Determining protein folding kinetics and thermodynamics from all-atom molecular dynamics (MD) simulations without using experimental data represents a formidable scientific challenge because simulations can easily get trapped in local minima on rough free energy landscapes. This necessitates the computation of multiple simulation trajectories, which can be independent from each other or coupled in some manner, as, for example, in the replica exchange MD method. Here we present results obtained with a new analysis tool that allows the deduction of faithful kinetics data from a heterogeneous ensemble of simulation trajectories. The method is demonstrated on the decapeptide Chignolin for which we predict folding and unfolding time constants of $1.0\pm 0.3$ and $2.6\pm 0.4\mu \mathrm{s}$, respectively. We also derive the energetics of folding, and calculate a realistic melting curve for Chignolin.

Figure 1

(a) Extended (generated) conformation of Chignolin, used as starting structure for the simulations. N- and C termini are indicated. (b) Folded conformation of Chignolin from NMR data (red) [20] and from our simulations (yellow) [1]. (c) Schematic flowchart of replica exchange molecular dynamics in which multiple systems evolve simultaneously in time and in temperature; x marks a sample trajectory. (d) Root mean square deviation of interatomic distances (for all nonhydrogens) with respect to the experimental structure [20], averaged over all 20 simulations. (e) Distribution of RMSD values in all simulations; folded ($F$) and unfolded ($U$) states are indicated. The red peak at a RMSD of 0.25 nm corresponds to compact misfolded conformations, usually found at low temperatures.

Figure 2

Fraction of folded protein as a function of time $F(t)$, averaged over all 20 simulations, with the fit $\Phi (t)$ obtained by minimizing ${\chi }^2$ [Eq. (5)], and employing the definition that the unfolded state comprises everything that is not folded ($U=1-F$).

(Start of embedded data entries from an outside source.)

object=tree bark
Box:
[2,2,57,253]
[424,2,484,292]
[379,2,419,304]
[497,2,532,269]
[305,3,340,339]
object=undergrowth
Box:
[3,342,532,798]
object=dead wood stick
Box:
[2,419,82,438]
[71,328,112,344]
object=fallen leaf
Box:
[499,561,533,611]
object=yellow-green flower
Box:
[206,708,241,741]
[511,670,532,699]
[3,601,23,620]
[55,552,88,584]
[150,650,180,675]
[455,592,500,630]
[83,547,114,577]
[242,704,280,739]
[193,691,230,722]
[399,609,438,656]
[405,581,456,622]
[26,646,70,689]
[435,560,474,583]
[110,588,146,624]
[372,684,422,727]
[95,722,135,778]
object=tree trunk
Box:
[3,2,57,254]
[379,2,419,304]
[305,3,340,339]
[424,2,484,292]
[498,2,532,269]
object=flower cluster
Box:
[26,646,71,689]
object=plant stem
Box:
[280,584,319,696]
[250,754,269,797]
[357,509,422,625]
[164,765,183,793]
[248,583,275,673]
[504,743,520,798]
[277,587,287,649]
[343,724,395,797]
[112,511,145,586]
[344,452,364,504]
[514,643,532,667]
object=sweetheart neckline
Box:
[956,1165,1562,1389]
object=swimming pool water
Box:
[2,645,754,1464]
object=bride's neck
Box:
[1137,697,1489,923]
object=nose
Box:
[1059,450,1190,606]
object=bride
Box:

The backreaction (i.e., transition from folded to unfolded state) is taken into account explicitly.

Figure 3

(a) Melting curve (fraction of folded protein as a function of temperature) from experiment [20] in black and from predictions based on Eq. (6) (in red), and directly from the REMD simulations at the individual temperatures, averaged over the last 200 ns (blue squares). (b) Gibbs energy of folding derived from the melting curves.